The major irony of the story "the Bet" comes from the financial situation of the two men (the banker and the lawyer) between the beginning of the story and the end of it.  In the beginning, when the bet is conceived of, the banker is rolling in the dough:  "The banker, spoilt and frivolous, with millions beyond his reckoning, was delighted at the bet." It doesn't really say about the lawyer's finances, but we get thge impression that they are nowhere near as "large and in charge" as the banker's.

Ironically, by the end of the story, there is a reversal in fortunes.  The lawyer stands ready to win the bet (and receive the two million dollars) while the banker is nearly broke: "Fifteen years before, his millions had been beyond his reckoning; now he was afraid to ask himself which were greater, his debts or his assets."

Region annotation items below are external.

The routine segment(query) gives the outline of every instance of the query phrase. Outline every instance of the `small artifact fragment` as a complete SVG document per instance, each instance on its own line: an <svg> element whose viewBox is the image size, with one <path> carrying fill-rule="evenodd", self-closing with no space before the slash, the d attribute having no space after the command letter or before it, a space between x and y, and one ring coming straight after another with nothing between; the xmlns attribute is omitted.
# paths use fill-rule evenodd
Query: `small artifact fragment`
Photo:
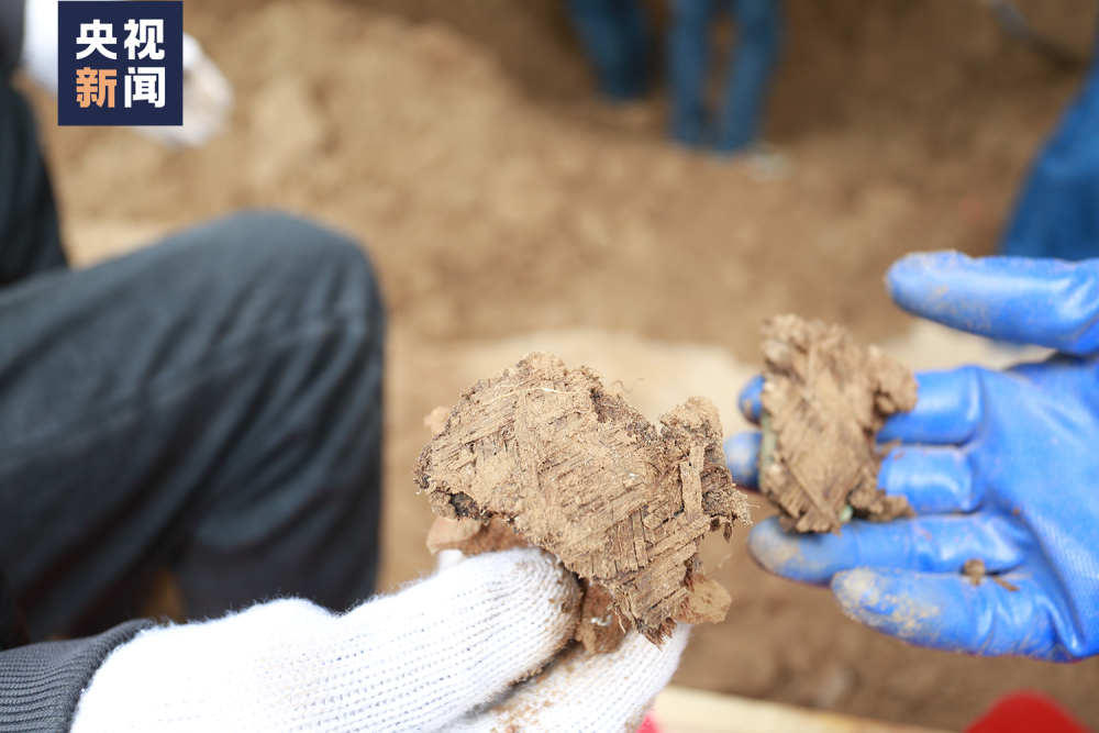
<svg viewBox="0 0 1099 733"><path fill-rule="evenodd" d="M595 371L528 354L463 392L420 454L415 481L443 518L429 546L525 542L555 554L586 584L576 635L589 651L613 649L630 624L658 644L676 621L720 621L729 595L702 575L698 546L750 522L747 502L708 399L660 422L657 432Z"/></svg>
<svg viewBox="0 0 1099 733"><path fill-rule="evenodd" d="M911 517L904 497L878 488L875 436L915 407L912 373L822 321L776 315L763 336L759 490L781 509L782 527L839 533L852 517Z"/></svg>

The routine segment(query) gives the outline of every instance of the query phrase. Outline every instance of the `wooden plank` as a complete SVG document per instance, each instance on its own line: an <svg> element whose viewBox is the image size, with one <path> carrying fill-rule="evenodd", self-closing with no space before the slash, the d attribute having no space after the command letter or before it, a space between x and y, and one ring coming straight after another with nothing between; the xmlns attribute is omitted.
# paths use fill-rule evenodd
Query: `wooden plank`
<svg viewBox="0 0 1099 733"><path fill-rule="evenodd" d="M662 733L946 733L675 686L654 718Z"/></svg>

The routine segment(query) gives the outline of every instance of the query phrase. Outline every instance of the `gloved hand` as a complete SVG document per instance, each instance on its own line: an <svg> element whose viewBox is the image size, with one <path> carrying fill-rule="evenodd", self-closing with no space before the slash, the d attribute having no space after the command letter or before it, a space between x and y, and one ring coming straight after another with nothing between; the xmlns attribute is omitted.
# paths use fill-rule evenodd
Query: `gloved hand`
<svg viewBox="0 0 1099 733"><path fill-rule="evenodd" d="M888 287L906 310L1004 341L1058 349L1007 371L918 375L915 409L878 484L917 518L852 521L840 536L761 523L766 569L831 584L856 621L920 646L1068 660L1099 653L1099 260L909 255ZM742 407L758 420L761 381ZM754 486L758 435L730 438L734 480ZM962 575L984 560L995 578Z"/></svg>
<svg viewBox="0 0 1099 733"><path fill-rule="evenodd" d="M25 0L20 66L57 96L57 0ZM135 126L169 147L203 145L224 130L233 108L233 89L202 46L184 34L184 124Z"/></svg>
<svg viewBox="0 0 1099 733"><path fill-rule="evenodd" d="M633 733L687 626L663 649L631 632L613 654L551 663L509 690L568 641L578 604L571 574L528 548L470 558L342 615L291 599L153 629L99 668L73 732Z"/></svg>

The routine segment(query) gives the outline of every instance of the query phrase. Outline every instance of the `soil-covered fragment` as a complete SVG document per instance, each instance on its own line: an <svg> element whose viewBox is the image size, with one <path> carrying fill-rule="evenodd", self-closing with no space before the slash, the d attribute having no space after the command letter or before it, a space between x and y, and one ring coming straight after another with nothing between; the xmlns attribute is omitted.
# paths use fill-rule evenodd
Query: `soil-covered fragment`
<svg viewBox="0 0 1099 733"><path fill-rule="evenodd" d="M766 359L759 489L787 530L839 532L851 517L910 517L878 488L875 436L886 418L915 407L915 377L837 325L776 315L764 323Z"/></svg>
<svg viewBox="0 0 1099 733"><path fill-rule="evenodd" d="M695 589L712 590L702 535L723 529L728 540L748 521L713 404L692 397L660 422L657 432L590 369L532 353L462 395L414 476L436 514L507 523L659 643L677 620L700 618Z"/></svg>

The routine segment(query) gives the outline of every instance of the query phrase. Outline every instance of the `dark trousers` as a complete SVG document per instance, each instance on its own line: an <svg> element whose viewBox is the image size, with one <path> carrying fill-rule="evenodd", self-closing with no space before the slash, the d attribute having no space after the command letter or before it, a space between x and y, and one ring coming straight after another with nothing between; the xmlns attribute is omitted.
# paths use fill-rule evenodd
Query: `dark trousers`
<svg viewBox="0 0 1099 733"><path fill-rule="evenodd" d="M132 615L163 566L190 618L369 596L384 335L362 249L279 214L67 269L0 84L0 568L32 640Z"/></svg>

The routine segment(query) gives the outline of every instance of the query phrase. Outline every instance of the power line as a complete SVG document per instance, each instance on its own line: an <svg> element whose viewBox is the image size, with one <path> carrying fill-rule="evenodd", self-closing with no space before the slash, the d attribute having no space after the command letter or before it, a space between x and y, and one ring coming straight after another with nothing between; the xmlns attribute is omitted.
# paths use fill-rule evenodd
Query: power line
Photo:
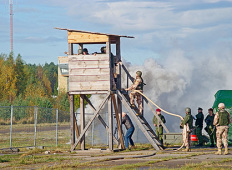
<svg viewBox="0 0 232 170"><path fill-rule="evenodd" d="M10 52L13 52L13 0L9 0L10 5Z"/></svg>

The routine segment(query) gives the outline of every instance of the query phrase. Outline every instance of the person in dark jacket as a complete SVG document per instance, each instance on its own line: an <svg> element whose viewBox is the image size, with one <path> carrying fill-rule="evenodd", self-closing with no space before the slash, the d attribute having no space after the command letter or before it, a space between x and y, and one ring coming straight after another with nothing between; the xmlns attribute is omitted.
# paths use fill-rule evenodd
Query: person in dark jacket
<svg viewBox="0 0 232 170"><path fill-rule="evenodd" d="M205 123L206 123L205 130L207 131L207 133L209 134L209 137L210 137L210 142L211 142L210 147L214 147L214 142L216 143L216 128L213 125L213 120L214 120L215 115L213 113L212 108L209 108L208 112L209 112L209 114L205 118Z"/></svg>
<svg viewBox="0 0 232 170"><path fill-rule="evenodd" d="M129 149L129 142L130 142L131 148L134 148L135 145L131 137L134 133L135 128L130 117L125 112L122 112L122 124L124 124L127 129L125 135L125 147L126 149Z"/></svg>
<svg viewBox="0 0 232 170"><path fill-rule="evenodd" d="M198 108L198 114L196 115L196 135L198 139L198 145L197 146L203 146L203 137L202 137L202 128L203 128L203 121L204 121L204 115L202 113L202 108Z"/></svg>

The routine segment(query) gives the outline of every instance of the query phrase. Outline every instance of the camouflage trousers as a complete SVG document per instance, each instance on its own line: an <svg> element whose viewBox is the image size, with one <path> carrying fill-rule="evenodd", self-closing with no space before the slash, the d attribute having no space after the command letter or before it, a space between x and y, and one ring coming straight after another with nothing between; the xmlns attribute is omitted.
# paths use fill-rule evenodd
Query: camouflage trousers
<svg viewBox="0 0 232 170"><path fill-rule="evenodd" d="M142 106L142 96L141 96L141 94L132 91L130 93L129 97L130 97L130 104L135 104L134 100L136 99L136 102L138 103L139 112L142 113L143 106Z"/></svg>
<svg viewBox="0 0 232 170"><path fill-rule="evenodd" d="M217 138L216 138L216 129L214 129L213 127L208 127L207 132L209 134L211 144L214 144L214 142L217 143L216 142L216 140L217 140Z"/></svg>
<svg viewBox="0 0 232 170"><path fill-rule="evenodd" d="M196 128L196 135L197 135L198 143L203 144L202 127Z"/></svg>
<svg viewBox="0 0 232 170"><path fill-rule="evenodd" d="M184 125L182 137L183 137L184 146L186 148L190 148L191 145L190 133L188 131L189 131L188 125Z"/></svg>
<svg viewBox="0 0 232 170"><path fill-rule="evenodd" d="M156 135L159 138L159 141L161 142L161 144L163 145L163 126L158 126L155 129Z"/></svg>
<svg viewBox="0 0 232 170"><path fill-rule="evenodd" d="M222 140L224 147L228 147L228 130L229 126L217 126L216 136L217 136L217 147L222 148Z"/></svg>

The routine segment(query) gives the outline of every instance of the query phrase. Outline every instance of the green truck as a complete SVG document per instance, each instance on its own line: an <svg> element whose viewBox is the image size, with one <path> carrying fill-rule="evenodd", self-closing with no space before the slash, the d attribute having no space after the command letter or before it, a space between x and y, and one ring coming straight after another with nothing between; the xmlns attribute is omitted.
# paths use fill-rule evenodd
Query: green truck
<svg viewBox="0 0 232 170"><path fill-rule="evenodd" d="M218 90L214 97L215 101L212 107L214 113L218 111L218 104L224 103L226 106L226 110L232 116L232 90ZM232 145L232 124L230 124L229 128L228 143Z"/></svg>

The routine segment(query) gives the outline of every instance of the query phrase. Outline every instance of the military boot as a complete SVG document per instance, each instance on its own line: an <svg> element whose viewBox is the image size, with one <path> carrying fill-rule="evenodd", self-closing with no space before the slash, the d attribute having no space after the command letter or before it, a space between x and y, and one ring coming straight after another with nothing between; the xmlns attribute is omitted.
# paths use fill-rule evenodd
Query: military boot
<svg viewBox="0 0 232 170"><path fill-rule="evenodd" d="M225 147L225 152L224 152L224 155L228 155L229 152L228 152L228 147Z"/></svg>
<svg viewBox="0 0 232 170"><path fill-rule="evenodd" d="M221 155L222 154L222 149L220 148L220 149L218 149L218 151L217 152L215 152L215 155Z"/></svg>

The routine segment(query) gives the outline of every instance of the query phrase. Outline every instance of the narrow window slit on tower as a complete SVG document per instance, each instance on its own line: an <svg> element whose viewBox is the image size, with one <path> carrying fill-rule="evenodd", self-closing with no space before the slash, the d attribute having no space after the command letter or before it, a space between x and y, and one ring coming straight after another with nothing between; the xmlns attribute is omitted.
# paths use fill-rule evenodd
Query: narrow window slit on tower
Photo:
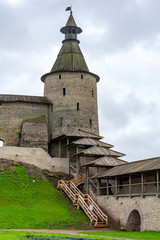
<svg viewBox="0 0 160 240"><path fill-rule="evenodd" d="M59 119L59 126L62 126L62 124L63 124L63 118L60 118Z"/></svg>
<svg viewBox="0 0 160 240"><path fill-rule="evenodd" d="M92 119L89 119L90 127L92 127Z"/></svg>
<svg viewBox="0 0 160 240"><path fill-rule="evenodd" d="M94 97L94 91L92 90L92 97Z"/></svg>

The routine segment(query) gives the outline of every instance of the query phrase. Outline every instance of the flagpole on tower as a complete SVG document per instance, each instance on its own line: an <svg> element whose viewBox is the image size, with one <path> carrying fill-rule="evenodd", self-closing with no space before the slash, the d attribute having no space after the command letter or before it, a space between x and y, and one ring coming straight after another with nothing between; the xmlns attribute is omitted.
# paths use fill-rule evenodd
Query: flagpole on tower
<svg viewBox="0 0 160 240"><path fill-rule="evenodd" d="M65 11L70 11L70 14L72 14L72 5L70 7L67 7Z"/></svg>

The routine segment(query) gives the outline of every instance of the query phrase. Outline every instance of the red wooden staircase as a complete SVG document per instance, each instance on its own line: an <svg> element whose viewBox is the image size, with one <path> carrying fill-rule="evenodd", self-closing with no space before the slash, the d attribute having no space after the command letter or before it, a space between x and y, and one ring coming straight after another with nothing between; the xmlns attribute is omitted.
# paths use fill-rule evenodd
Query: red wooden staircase
<svg viewBox="0 0 160 240"><path fill-rule="evenodd" d="M73 202L73 205L77 207L77 209L80 209L80 207L82 208L94 227L108 227L108 217L93 201L89 194L83 194L76 187L76 185L80 185L80 182L82 181L84 183L82 176L79 176L79 178L77 177L75 180L73 179L71 181L59 180L57 189L63 190Z"/></svg>

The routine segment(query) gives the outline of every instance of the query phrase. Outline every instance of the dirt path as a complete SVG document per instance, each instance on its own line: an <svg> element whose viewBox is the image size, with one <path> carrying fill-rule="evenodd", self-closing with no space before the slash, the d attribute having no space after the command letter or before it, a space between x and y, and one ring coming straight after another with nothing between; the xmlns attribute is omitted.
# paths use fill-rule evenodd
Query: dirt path
<svg viewBox="0 0 160 240"><path fill-rule="evenodd" d="M107 232L114 232L111 228L96 228L96 229L90 229L90 230L57 230L57 229L0 229L0 231L25 231L25 232L45 232L45 233L63 233L63 234L71 234L71 235L81 235L86 236L89 238L89 236L95 236L95 235L86 235L81 234L81 232L106 232L106 236L102 235L96 235L97 237L108 237L108 238L114 238L114 239L123 239L123 240L137 240L133 238L120 238L120 237L112 237L107 236Z"/></svg>

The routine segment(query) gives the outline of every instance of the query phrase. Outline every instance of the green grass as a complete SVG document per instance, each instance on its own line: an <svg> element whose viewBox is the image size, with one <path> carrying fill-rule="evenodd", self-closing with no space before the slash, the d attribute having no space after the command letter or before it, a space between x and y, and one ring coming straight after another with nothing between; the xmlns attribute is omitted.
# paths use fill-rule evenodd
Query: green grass
<svg viewBox="0 0 160 240"><path fill-rule="evenodd" d="M0 229L83 229L89 220L48 181L23 166L0 171ZM1 239L1 238L0 238Z"/></svg>
<svg viewBox="0 0 160 240"><path fill-rule="evenodd" d="M160 240L160 232L144 231L144 232L83 232L87 235L111 236L144 240Z"/></svg>
<svg viewBox="0 0 160 240"><path fill-rule="evenodd" d="M92 236L80 236L80 235L70 235L70 234L60 234L60 233L41 233L41 232L19 232L19 231L0 231L0 240L26 240L23 238L26 235L38 235L38 236L61 236L61 237L79 237L85 239L106 239L106 240L115 240L114 238L107 237L92 237ZM119 239L122 240L122 239Z"/></svg>

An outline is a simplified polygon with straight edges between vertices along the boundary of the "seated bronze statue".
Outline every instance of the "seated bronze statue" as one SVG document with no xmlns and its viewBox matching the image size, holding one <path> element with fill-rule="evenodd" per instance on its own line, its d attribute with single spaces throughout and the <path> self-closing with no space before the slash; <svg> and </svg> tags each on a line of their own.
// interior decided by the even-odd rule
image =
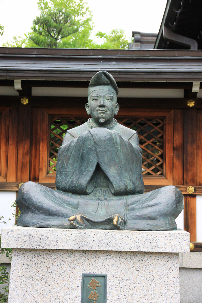
<svg viewBox="0 0 202 303">
<path fill-rule="evenodd" d="M 141 154 L 137 132 L 114 118 L 118 90 L 106 72 L 88 88 L 91 118 L 68 130 L 59 149 L 57 190 L 28 182 L 16 202 L 20 226 L 81 229 L 169 230 L 183 208 L 174 186 L 144 193 Z"/>
</svg>

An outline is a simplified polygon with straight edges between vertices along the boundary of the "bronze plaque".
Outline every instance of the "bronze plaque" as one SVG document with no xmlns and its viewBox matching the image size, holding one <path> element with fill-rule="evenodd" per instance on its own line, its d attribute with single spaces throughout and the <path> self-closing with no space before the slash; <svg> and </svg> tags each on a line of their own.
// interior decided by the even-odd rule
<svg viewBox="0 0 202 303">
<path fill-rule="evenodd" d="M 82 274 L 81 303 L 106 303 L 107 275 Z"/>
</svg>

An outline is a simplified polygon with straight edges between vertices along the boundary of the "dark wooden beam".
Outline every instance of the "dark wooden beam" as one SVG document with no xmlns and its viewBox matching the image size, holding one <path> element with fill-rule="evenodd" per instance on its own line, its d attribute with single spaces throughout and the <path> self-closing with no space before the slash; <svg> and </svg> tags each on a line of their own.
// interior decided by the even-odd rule
<svg viewBox="0 0 202 303">
<path fill-rule="evenodd" d="M 196 184 L 197 111 L 185 109 L 184 116 L 184 185 Z"/>
<path fill-rule="evenodd" d="M 21 102 L 24 97 L 28 99 L 25 105 Z M 190 108 L 187 105 L 189 98 L 119 98 L 118 102 L 121 107 L 134 108 L 202 109 L 202 98 L 193 99 L 195 105 Z M 87 97 L 41 97 L 28 95 L 0 96 L 2 106 L 30 106 L 83 107 L 87 102 Z"/>
<path fill-rule="evenodd" d="M 196 242 L 196 195 L 184 196 L 184 229 L 190 234 L 190 242 Z"/>
<path fill-rule="evenodd" d="M 54 80 L 22 80 L 23 86 L 28 87 L 81 87 L 88 88 L 89 81 L 54 81 Z M 131 81 L 118 81 L 119 88 L 182 88 L 191 89 L 192 82 L 145 82 Z M 14 80 L 0 80 L 0 86 L 14 86 Z M 190 98 L 189 96 L 188 98 Z"/>
</svg>

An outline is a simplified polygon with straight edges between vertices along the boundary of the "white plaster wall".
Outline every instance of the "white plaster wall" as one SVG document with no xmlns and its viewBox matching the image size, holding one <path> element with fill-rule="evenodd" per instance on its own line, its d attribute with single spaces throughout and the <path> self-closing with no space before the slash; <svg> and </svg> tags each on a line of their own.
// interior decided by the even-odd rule
<svg viewBox="0 0 202 303">
<path fill-rule="evenodd" d="M 196 196 L 196 241 L 202 242 L 202 195 Z"/>
<path fill-rule="evenodd" d="M 0 86 L 1 96 L 19 96 L 19 93 L 14 86 Z"/>
<path fill-rule="evenodd" d="M 76 87 L 32 87 L 32 96 L 87 97 L 88 88 Z"/>
<path fill-rule="evenodd" d="M 184 203 L 184 195 L 183 195 L 183 204 Z M 175 219 L 175 222 L 177 225 L 177 228 L 180 229 L 184 229 L 184 210 L 183 209 L 178 217 Z"/>
<path fill-rule="evenodd" d="M 0 215 L 4 217 L 1 222 L 3 221 L 7 222 L 8 218 L 11 219 L 7 223 L 7 226 L 13 225 L 15 222 L 15 218 L 12 214 L 15 213 L 15 208 L 12 207 L 11 206 L 16 199 L 16 191 L 0 191 Z M 2 228 L 5 226 L 3 223 L 0 223 L 0 233 Z"/>
<path fill-rule="evenodd" d="M 184 98 L 184 90 L 177 88 L 119 88 L 118 96 L 131 98 Z"/>
<path fill-rule="evenodd" d="M 202 98 L 202 89 L 199 89 L 199 91 L 197 95 L 197 98 Z"/>
<path fill-rule="evenodd" d="M 118 97 L 140 98 L 183 98 L 184 90 L 178 89 L 119 88 Z M 32 87 L 32 96 L 87 97 L 84 88 Z"/>
</svg>

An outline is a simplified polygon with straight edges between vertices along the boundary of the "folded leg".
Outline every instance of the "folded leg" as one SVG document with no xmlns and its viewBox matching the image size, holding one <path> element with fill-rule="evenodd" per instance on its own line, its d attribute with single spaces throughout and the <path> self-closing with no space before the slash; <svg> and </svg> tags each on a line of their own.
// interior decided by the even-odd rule
<svg viewBox="0 0 202 303">
<path fill-rule="evenodd" d="M 27 182 L 21 187 L 16 199 L 21 211 L 18 225 L 70 227 L 68 219 L 76 212 L 79 197 L 34 182 Z"/>
<path fill-rule="evenodd" d="M 184 208 L 182 195 L 177 187 L 165 186 L 149 192 L 127 196 L 126 229 L 172 230 Z"/>
</svg>

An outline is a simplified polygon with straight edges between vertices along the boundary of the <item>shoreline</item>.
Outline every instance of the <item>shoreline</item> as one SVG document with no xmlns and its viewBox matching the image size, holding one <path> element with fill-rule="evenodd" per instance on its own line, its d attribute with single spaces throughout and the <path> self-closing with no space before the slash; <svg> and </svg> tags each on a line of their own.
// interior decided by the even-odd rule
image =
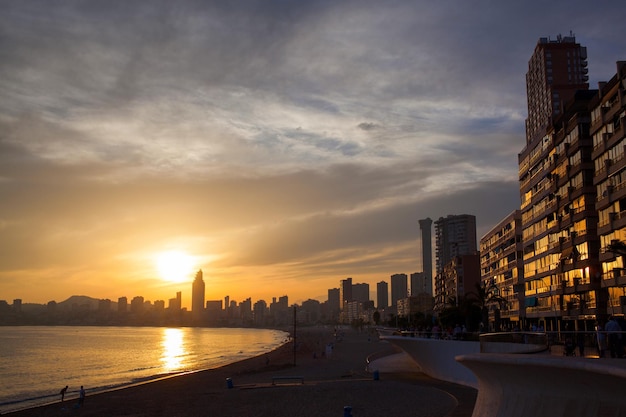
<svg viewBox="0 0 626 417">
<path fill-rule="evenodd" d="M 293 338 L 291 336 L 291 333 L 283 330 L 283 329 L 274 329 L 274 330 L 278 330 L 278 331 L 282 331 L 284 333 L 287 333 L 285 342 L 283 342 L 282 345 L 273 348 L 272 350 L 268 351 L 268 352 L 263 352 L 263 353 L 259 353 L 256 356 L 252 356 L 249 358 L 245 358 L 245 359 L 241 359 L 241 360 L 237 360 L 235 362 L 227 362 L 227 363 L 223 363 L 223 364 L 216 364 L 215 366 L 212 367 L 208 367 L 208 368 L 201 368 L 201 369 L 195 369 L 195 370 L 190 370 L 190 371 L 181 371 L 181 372 L 173 372 L 173 373 L 169 373 L 169 374 L 157 374 L 157 375 L 152 375 L 152 376 L 148 376 L 148 377 L 143 377 L 141 378 L 141 380 L 135 380 L 135 381 L 129 381 L 129 382 L 125 382 L 119 385 L 115 385 L 115 386 L 104 386 L 104 387 L 96 387 L 96 388 L 92 388 L 94 391 L 89 391 L 89 389 L 87 388 L 87 395 L 90 398 L 95 398 L 96 396 L 99 395 L 105 395 L 108 393 L 112 393 L 112 392 L 117 392 L 117 391 L 123 391 L 126 389 L 130 389 L 130 388 L 135 388 L 135 387 L 139 387 L 142 385 L 147 385 L 147 384 L 152 384 L 152 383 L 157 383 L 157 382 L 161 382 L 161 381 L 166 381 L 168 379 L 172 379 L 172 378 L 184 378 L 185 376 L 188 375 L 193 375 L 196 373 L 201 373 L 201 372 L 213 372 L 213 371 L 219 371 L 221 369 L 233 369 L 233 370 L 237 370 L 237 373 L 242 372 L 241 370 L 239 370 L 239 368 L 246 368 L 247 367 L 247 363 L 248 362 L 253 362 L 253 361 L 259 361 L 262 362 L 265 360 L 265 357 L 268 355 L 272 355 L 272 356 L 286 356 L 288 352 L 292 352 L 293 348 L 291 346 L 293 346 Z M 289 346 L 288 346 L 289 345 Z M 287 349 L 288 348 L 288 349 Z M 243 371 L 245 372 L 245 371 Z M 66 404 L 71 404 L 71 403 L 75 403 L 76 401 L 78 401 L 78 393 L 72 391 L 71 393 L 68 392 L 69 395 L 65 396 L 65 401 L 64 403 Z M 54 398 L 58 398 L 58 394 L 57 393 L 53 393 L 53 394 L 49 394 L 47 397 L 54 397 Z M 25 399 L 25 400 L 16 400 L 13 402 L 7 402 L 4 403 L 4 405 L 11 405 L 11 404 L 19 404 L 19 403 L 28 403 L 28 402 L 34 402 L 36 401 L 37 398 L 29 398 L 29 399 Z M 0 413 L 0 415 L 11 415 L 11 416 L 18 416 L 18 415 L 23 415 L 22 413 L 26 413 L 24 415 L 30 415 L 30 411 L 31 410 L 36 410 L 36 409 L 41 409 L 41 408 L 46 408 L 46 407 L 51 407 L 51 406 L 55 406 L 60 404 L 61 402 L 57 399 L 55 401 L 48 401 L 45 403 L 40 403 L 40 404 L 34 404 L 32 406 L 25 406 L 23 408 L 17 408 L 15 410 L 10 410 L 10 411 L 3 411 L 2 413 Z"/>
<path fill-rule="evenodd" d="M 373 333 L 343 329 L 335 337 L 332 327 L 316 327 L 300 328 L 296 336 L 295 364 L 292 337 L 266 354 L 225 366 L 88 393 L 80 408 L 70 399 L 7 415 L 321 417 L 342 415 L 343 407 L 351 406 L 359 417 L 413 415 L 422 409 L 419 415 L 471 416 L 475 390 L 432 380 L 414 368 L 380 369 L 375 380 L 367 358 L 399 356 L 399 351 Z M 469 412 L 457 412 L 468 407 Z"/>
</svg>

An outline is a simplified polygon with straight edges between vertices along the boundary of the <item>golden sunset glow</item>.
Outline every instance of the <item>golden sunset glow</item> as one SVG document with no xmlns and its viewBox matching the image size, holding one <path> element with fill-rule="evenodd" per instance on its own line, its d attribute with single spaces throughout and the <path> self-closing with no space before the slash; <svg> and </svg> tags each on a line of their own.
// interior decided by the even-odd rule
<svg viewBox="0 0 626 417">
<path fill-rule="evenodd" d="M 185 252 L 171 250 L 156 254 L 155 264 L 164 281 L 185 282 L 193 274 L 195 259 Z"/>
<path fill-rule="evenodd" d="M 623 0 L 48 3 L 0 2 L 0 307 L 374 291 L 419 219 L 520 209 L 546 28 L 626 59 Z"/>
<path fill-rule="evenodd" d="M 163 329 L 163 354 L 161 361 L 168 372 L 180 369 L 182 357 L 185 355 L 183 331 L 181 329 Z"/>
</svg>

That's one example, but I think there are others.  I find it ironic that at the end of the story the banker contemplates smothering the lawyer with his own pillow (perhaps an impulse shared by others in our modern world!) "And I have only to take this half-dead man, throw him on the bed, stifle him a little with the pillow, and the most conscientious expert would find no sign of a violent death." This comes from the man who at the beginning of the story had stated that it would be more humane to kill a man than to keep him in jail for life...ironic, here, because he chooses to consider smothering the man after he has already spent the 15 years "imprisoned."

A third irony is the idea that at the beginning of the story both the lawyer and the banker consider the idea of imprisonment as a horrible thing...the banker would rather be dead and the lawyer simply says it would be better to carry on living in some fashion (even a horrible one) than to be killed outright.  By the end of the story, though, it is the time "imprisoned" that has transformed the lawyer to be a greater person than he was before; prison actually helped him.  Freedom, on the other hand, has only given the banker time to ruin himself financially.  By the end of the story his freedom has only given himself the ability to screw up his life.


maahir | Student

According to me, the greatest irony is that of the occupations of both men. Of course as other people stated, their answers are valid as well, but when you go to think of the two men's occupations, they play great ironical roles in the story. The lawyer, being somebody who saves people from prison, at the court, here himself is in prison. And as far as the banker is concerned, they usually know how to handle money, unlike here as the banker here is frivolous with his money. This is the great irony of Anton Chekhov's, The Bet.

doggydoggy1994 | Student

I find it Ironic, that the Lawyer, whose original reason for agreeing to the imprisonment was to receive 2 million dollars from the banker, but in the end decided against this. What is Ironic is that he decided he doesn't want the money only after 15 years of self imprisonment just to get it.